Nah… my wife’s newer iMac is faster at almost everything these days.

thheller14:11:44

yeah pretty hard to use all those cores

mfikes14:11:50

(I learned a lesson: Nearly nothing can use the cores.)

dnolen14:11:21

We'l swap merge or whatever :) the idea is to reduce contention to once per file instead of per def

dnolen14:11:25

@mfikes interesting! What about changing that sleep to 100?

thheller14:11:07

@dnolen a lot of files compile in less than that, it would probably slow things down

dnolen14:11:37

Just an experiment to get more information

dnolen14:11:18

@mfikes also another thing to try - send-off instead of send

mfikes14:11:48

@dnolen: yep. Tried send-off yesterday. No diff.

dnolen14:11:23

@mfikes: yeah no reason it should since we make as many agents as the fixed agent pool

mfikes14:11:17

@dnolen: Changed sleep from 10 to 100. No diff. (Probably because I have a flat set of independent namespaces.)

dnolen14:11:12

I mean how big are these files that you are writing to disk?

mfikes14:11:17

Here is a bit of interesting information: The first “wave” of compiles consistently all take about 11,500 ms (per compile) and then all the subsequent ones take 7100 ms.

mfikes15:11:05

@dnolen I turned off :cache-analysis and :source-map and no diff.
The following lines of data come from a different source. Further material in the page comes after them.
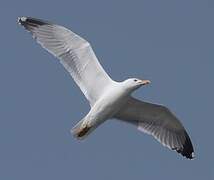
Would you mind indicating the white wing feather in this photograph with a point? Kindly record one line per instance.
(159, 122)
(75, 54)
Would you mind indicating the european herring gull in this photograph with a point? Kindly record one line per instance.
(108, 98)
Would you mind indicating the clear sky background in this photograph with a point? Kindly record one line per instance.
(169, 42)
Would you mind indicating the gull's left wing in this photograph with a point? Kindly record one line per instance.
(158, 121)
(75, 54)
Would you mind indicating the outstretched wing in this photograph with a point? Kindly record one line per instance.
(158, 121)
(74, 53)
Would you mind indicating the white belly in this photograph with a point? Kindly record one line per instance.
(109, 104)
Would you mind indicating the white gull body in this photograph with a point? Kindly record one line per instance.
(108, 98)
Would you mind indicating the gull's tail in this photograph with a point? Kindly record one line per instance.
(80, 131)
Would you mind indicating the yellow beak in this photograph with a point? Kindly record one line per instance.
(145, 82)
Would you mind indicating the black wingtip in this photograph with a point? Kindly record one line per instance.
(28, 21)
(187, 150)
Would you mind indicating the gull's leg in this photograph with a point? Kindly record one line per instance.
(83, 131)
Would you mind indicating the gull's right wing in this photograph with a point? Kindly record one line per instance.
(74, 52)
(158, 121)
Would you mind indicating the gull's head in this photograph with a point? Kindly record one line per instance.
(135, 83)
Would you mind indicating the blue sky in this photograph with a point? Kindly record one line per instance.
(168, 42)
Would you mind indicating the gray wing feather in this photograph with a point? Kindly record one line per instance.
(159, 122)
(75, 54)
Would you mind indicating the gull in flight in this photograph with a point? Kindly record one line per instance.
(108, 98)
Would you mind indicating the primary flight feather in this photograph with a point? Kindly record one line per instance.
(107, 98)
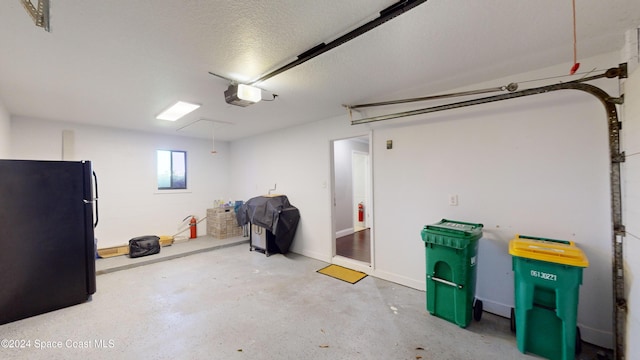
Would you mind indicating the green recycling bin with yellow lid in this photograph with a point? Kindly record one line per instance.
(547, 279)
(451, 253)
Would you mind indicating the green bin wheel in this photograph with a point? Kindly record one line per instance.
(513, 320)
(477, 310)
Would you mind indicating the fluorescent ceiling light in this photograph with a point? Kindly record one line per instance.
(177, 111)
(249, 93)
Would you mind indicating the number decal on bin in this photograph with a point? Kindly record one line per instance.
(544, 275)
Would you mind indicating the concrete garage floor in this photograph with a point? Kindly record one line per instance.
(230, 303)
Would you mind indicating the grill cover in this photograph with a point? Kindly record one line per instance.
(273, 213)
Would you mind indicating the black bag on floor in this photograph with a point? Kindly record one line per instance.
(144, 245)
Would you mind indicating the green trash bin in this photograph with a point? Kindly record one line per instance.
(451, 250)
(547, 279)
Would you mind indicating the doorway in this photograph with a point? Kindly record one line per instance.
(352, 200)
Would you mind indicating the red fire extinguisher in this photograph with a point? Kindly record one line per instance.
(194, 227)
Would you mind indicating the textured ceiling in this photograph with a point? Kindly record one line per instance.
(118, 63)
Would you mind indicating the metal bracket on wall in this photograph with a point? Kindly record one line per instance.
(39, 15)
(617, 157)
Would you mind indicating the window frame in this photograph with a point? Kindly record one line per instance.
(172, 179)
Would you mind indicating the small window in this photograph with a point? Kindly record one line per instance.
(172, 169)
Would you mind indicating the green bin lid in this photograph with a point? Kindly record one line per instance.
(455, 228)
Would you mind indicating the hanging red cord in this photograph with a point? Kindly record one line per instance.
(576, 64)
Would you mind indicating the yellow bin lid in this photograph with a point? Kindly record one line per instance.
(550, 250)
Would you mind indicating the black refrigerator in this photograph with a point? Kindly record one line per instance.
(47, 246)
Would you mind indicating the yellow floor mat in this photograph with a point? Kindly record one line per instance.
(342, 273)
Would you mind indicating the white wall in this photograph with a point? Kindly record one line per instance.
(536, 166)
(5, 127)
(631, 208)
(125, 162)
I can copy the entire output target dir to a new one in milliseconds.

thheller15:11:38

yeah IO would show up in the profile as well

mfikes15:11:41

An example JS file: -rw-r--r-- 1 mfikes staff 115859 Nov 16 09:57 ns136.js

mfikes15:11:53

(This is on SSD too.)

dnolen15:11:52

hrm interesting sounds like this will require more sleuthing simple_smile

mfikes15:11:28

$ find target | wc -l
     463
orion:fifth-postulate mfikes$ time cp -r target target2

real	0m0.143s
user	0m0.006s
sys	0m0.129s
(This is with a partial build in place, but illustrates not much I/O probably.)

dnolen15:11:01

but at least we know we got people covered on their dev machines

mfikes15:11:11

Memory bandwidth saturation is my favorite unsubstantiated theory.

dnolen15:11:21

getting the parallel stuff really great is interesting for the compile box scenario

mfikes15:11:27

Yes, linearly to 4–6 cores is great!

mfikes15:11:02

(Especially since “real world” namespaces won’t even make it there.)

dnolen15:11:00

yeah I really don’t expect see people report better than 2X-3X for their projects

dnolen15:11:06

(as if that was a bad thing :P)

mfikes15:11:58

As a sad aside, Amdahl is no longer with us 😞

mfikes18:11:32

Maybe cljs.analyzer/load-core could be improved in the face of parallel compilation.